THE COMPANY: Bangkok Dusit Medical Services (BGH) was established in 1972 and listed on the Stock Exchange of Thailand (SET) in 1991. BGH is now the largest private hospital operator in Thailand in terms of the number of beds, revenues from patient services and market capitalisation.

BGH currently owns and manages 28 hospitals (with a total of 4200 beds), of which 26 are run under five well-known local hospital brands: Bangkok Hospital, Samitivej Hospital, BNH Hospital, Paolo Memorial Hospital and Phyathai Hospital. The other two hospitals are located in Cambodia and operate under the Royal International Hospital brand. BGH has investments in other hospitals and hospital chains as well, namely Ramkhamhaeng Hospital, with a 38.2% holding, Bumrungrad Hospital, with a 20.3% holding, and Krungdhon Hospital, with 20%.

BGH has Joint Commission International (JCI) accreditation, and to date only 16 hospitals in Thailand have been awarded JCI certification, eight of which are under the management of BGH: Bangkok Hospital, Bangkok Heart Hospital, Wattanosoth Hospital, Bangkok Hospital Pattaya, Bangkok Hospital Phuket, Bangkok Hospital Hua Hin, Samitivej Sukhumvit Hospital, Samitivej Srinakarin Hospital, Samitivej Sriracha Hospital and BNH Hospital.

The number of foreign patients that received treatment at BGH hospitals accounted for 26% of total patient numbers in 2011 while foreign patients accounted for 74% of the total revenues.

DEVELOPMENT STRATEGY: BGH is still in the value-creation phase through synergies from the merging of Phyathai and Paolo as well as recent acquisitions. BGH is currently looking for opportunities to acquire new hospitals and has been carrying out feasibility studies to invest in greenfield projects in provinces where there is strong demand for health care but a lack of facilities. Recently, BGH announced it will invest in a greenfield project in Chiang Mai in northern Thailand, where it currently has no facilities. The hospital is expected to have a 200-bed capacity. In addition, BGH has been working with Phyathai and Paolo to set up specialised medical centres.
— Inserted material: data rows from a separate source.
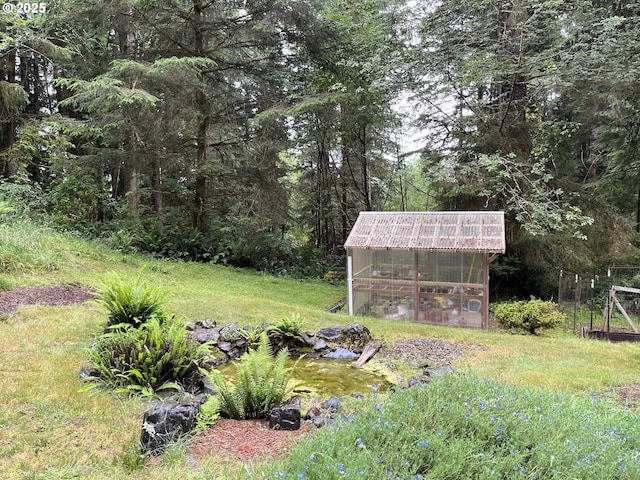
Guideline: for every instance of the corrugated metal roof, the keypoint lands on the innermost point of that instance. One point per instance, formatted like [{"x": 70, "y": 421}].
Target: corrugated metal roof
[{"x": 455, "y": 231}]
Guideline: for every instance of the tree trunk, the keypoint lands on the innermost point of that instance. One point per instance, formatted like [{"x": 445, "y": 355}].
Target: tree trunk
[
  {"x": 202, "y": 181},
  {"x": 156, "y": 186}
]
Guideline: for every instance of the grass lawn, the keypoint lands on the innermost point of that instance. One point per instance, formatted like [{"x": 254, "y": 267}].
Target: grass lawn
[{"x": 50, "y": 429}]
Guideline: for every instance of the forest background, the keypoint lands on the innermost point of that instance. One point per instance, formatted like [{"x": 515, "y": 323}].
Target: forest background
[{"x": 253, "y": 132}]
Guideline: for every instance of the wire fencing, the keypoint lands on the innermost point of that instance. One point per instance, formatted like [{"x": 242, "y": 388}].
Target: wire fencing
[{"x": 586, "y": 299}]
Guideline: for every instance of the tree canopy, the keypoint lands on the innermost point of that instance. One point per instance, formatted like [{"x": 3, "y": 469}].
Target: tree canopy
[{"x": 254, "y": 132}]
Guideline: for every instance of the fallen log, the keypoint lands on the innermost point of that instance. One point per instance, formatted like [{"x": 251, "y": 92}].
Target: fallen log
[{"x": 369, "y": 351}]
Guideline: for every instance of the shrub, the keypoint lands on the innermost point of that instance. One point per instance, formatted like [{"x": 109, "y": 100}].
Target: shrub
[
  {"x": 462, "y": 427},
  {"x": 159, "y": 355},
  {"x": 209, "y": 412},
  {"x": 5, "y": 285},
  {"x": 261, "y": 382},
  {"x": 528, "y": 316},
  {"x": 131, "y": 302}
]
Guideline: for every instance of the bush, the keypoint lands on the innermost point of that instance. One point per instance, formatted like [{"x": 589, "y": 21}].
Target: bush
[
  {"x": 528, "y": 316},
  {"x": 157, "y": 356},
  {"x": 462, "y": 427},
  {"x": 261, "y": 382},
  {"x": 5, "y": 285},
  {"x": 131, "y": 302}
]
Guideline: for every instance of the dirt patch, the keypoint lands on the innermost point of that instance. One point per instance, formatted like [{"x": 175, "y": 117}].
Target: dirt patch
[
  {"x": 55, "y": 295},
  {"x": 246, "y": 440}
]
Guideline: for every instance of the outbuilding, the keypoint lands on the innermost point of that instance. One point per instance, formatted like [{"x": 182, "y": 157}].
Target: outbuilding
[{"x": 429, "y": 267}]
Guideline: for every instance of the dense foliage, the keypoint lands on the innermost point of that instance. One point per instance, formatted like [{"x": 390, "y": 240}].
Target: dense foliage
[
  {"x": 528, "y": 316},
  {"x": 261, "y": 382},
  {"x": 459, "y": 426},
  {"x": 252, "y": 133},
  {"x": 131, "y": 302},
  {"x": 159, "y": 355}
]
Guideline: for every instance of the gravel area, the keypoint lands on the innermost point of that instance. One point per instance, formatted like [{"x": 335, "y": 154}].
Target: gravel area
[{"x": 426, "y": 352}]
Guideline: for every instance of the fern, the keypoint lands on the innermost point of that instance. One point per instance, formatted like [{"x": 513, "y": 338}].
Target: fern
[
  {"x": 261, "y": 382},
  {"x": 131, "y": 302},
  {"x": 159, "y": 355}
]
Thanks to the earnings contribution from Phyathai and Paolo, which BGH acquired in May 2011, benefits from operating and financial synergies, and the robust operations of the company’s existing portfolio, BGH reported a very strong earnings growth of 70% year-on-year in 2011.
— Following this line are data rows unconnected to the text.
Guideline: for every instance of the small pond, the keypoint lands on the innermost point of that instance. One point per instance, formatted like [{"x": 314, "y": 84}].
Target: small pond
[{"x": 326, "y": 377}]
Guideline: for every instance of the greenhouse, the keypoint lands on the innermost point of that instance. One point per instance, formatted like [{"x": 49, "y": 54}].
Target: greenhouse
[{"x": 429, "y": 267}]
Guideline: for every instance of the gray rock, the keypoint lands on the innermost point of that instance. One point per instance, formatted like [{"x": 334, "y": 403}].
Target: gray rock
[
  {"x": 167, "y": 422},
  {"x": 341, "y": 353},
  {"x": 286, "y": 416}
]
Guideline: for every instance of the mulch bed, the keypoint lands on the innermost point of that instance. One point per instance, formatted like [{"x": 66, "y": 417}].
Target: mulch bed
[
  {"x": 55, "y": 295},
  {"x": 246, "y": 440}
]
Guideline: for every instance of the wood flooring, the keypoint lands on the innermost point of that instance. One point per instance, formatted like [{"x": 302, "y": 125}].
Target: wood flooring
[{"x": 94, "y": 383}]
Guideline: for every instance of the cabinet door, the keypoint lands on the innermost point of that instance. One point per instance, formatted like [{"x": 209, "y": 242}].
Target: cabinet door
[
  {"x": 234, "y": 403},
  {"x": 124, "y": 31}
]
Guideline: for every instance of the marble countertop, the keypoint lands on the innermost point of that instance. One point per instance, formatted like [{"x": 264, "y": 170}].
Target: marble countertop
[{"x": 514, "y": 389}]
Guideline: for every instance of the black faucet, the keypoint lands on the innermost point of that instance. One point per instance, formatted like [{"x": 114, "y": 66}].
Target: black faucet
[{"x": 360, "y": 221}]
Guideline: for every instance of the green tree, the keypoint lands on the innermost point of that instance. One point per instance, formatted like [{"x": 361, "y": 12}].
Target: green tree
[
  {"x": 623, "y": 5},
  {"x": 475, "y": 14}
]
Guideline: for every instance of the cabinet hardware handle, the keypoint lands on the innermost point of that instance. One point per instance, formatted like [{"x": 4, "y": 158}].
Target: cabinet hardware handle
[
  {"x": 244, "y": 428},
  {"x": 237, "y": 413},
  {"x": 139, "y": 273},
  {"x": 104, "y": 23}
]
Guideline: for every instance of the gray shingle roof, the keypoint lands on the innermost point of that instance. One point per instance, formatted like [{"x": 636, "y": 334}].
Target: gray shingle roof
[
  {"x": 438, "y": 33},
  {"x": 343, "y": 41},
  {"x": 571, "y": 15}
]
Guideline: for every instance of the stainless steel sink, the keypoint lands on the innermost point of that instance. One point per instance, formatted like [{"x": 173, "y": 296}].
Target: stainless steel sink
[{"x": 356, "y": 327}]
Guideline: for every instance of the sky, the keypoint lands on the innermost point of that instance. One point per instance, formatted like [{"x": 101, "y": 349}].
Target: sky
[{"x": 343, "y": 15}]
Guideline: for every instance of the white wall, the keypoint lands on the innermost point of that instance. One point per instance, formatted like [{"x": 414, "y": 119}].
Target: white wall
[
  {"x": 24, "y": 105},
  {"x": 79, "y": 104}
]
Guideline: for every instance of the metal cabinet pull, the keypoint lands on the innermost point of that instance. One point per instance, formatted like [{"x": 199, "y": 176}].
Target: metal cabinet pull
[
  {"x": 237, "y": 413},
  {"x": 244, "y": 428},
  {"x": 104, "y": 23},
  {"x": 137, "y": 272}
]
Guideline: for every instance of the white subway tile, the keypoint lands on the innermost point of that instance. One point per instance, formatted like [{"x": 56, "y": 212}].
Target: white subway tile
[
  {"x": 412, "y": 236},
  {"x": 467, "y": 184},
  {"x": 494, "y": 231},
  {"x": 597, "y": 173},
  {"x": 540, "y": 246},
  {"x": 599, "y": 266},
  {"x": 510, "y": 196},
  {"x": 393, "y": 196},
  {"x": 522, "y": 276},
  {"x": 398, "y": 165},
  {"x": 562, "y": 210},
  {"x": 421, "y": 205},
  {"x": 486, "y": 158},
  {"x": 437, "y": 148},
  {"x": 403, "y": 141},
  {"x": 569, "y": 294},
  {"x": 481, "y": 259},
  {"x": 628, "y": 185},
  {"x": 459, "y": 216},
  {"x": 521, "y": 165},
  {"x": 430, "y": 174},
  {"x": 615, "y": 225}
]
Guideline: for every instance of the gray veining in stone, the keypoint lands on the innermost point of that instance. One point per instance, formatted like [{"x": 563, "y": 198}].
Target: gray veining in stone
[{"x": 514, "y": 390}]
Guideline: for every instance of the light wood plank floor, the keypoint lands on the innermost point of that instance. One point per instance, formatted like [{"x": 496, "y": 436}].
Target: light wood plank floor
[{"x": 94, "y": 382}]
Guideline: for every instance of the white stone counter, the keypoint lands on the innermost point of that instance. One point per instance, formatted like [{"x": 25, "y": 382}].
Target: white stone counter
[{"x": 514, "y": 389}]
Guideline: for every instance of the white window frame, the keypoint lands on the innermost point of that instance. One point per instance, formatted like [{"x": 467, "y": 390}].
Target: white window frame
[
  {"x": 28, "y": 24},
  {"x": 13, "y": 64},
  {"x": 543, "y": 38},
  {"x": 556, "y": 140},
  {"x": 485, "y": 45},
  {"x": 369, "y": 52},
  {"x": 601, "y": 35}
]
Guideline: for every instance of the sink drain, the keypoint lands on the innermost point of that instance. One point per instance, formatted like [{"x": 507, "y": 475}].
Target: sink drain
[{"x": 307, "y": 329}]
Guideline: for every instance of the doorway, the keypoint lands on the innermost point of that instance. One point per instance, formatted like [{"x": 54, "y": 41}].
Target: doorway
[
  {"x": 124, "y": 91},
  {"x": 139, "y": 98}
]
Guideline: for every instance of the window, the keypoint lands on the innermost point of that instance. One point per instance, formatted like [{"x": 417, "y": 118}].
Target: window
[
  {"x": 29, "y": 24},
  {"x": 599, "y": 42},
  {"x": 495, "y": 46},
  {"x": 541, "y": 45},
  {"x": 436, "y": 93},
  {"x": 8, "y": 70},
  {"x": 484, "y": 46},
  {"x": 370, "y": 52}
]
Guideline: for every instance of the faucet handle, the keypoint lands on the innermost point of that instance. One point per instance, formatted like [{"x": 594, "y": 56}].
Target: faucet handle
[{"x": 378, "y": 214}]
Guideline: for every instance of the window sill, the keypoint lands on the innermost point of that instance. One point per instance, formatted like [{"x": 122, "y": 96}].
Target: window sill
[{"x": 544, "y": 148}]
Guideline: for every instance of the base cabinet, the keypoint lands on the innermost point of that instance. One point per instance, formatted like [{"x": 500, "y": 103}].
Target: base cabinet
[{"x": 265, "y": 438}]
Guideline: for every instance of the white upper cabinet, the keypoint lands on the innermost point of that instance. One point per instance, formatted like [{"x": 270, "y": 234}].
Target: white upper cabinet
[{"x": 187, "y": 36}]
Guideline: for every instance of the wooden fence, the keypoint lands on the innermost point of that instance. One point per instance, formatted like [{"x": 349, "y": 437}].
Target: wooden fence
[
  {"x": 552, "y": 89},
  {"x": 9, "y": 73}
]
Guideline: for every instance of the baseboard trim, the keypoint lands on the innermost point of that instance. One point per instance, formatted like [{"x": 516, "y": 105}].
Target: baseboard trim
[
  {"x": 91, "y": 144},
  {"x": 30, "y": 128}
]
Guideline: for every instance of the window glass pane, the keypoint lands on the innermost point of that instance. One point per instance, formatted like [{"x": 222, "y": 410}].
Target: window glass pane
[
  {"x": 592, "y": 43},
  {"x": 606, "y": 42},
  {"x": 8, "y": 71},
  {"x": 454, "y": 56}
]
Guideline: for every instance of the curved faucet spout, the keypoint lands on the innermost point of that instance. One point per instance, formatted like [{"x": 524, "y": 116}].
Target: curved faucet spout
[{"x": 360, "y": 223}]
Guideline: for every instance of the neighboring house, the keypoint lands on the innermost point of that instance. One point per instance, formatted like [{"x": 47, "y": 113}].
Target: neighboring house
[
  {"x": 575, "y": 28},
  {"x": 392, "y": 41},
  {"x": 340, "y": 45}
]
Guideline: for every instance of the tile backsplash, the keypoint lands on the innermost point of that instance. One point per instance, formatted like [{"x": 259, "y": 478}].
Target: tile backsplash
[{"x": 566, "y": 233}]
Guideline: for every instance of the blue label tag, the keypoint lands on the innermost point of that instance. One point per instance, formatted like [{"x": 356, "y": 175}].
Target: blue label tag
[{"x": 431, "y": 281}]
With the economy improving and health care supply still limited, particularly in public hospitals, demand for private health care services is continuing to outpace supply. There is much room for long-term industry expansion, and the middle-market segment will enjoy higher growth rates, particularly upcountry. BGH will be the largest beneficiary of the country’s private health care sector.

The reasons behind BGH’s strong growth are manifold. First, BGH has a strong service network, with 26 hospitals located in 11 provinces, and high upcountry exposure, with 43% of its beds located in the provinces. Second, many of BGH’s hospitals are located in foreign tourist destinations such as Pattaya, Hua Hin, Phuket, Hat Yai and Samui. It will therefore also gain from increasing tourist numbers. Third, BGH will further benefit from operational leverage due to its rising asset turnover. Lastly, BGH has reached a point where it can take advantage of consolidation.

Meanwhile, the more rationalised health care market, due to cross shareholdings, will also enhance BGH’s pricing power and procurement power.

Thanks to BGH’s strategy of gaining more market share through acquisitions and new greenfield investments upcountry, it will enjoy the strongest earnings per share (EPS) growth at a 23% three-year EPS compound annual growth rate between 2012 and 2014. With solid and sustainable earnings growth as well as a strong services network, BGH will come out top in terms of profitability improvement. Return on equity is forecast to rise from 15% in 2012 to 20% in 2015.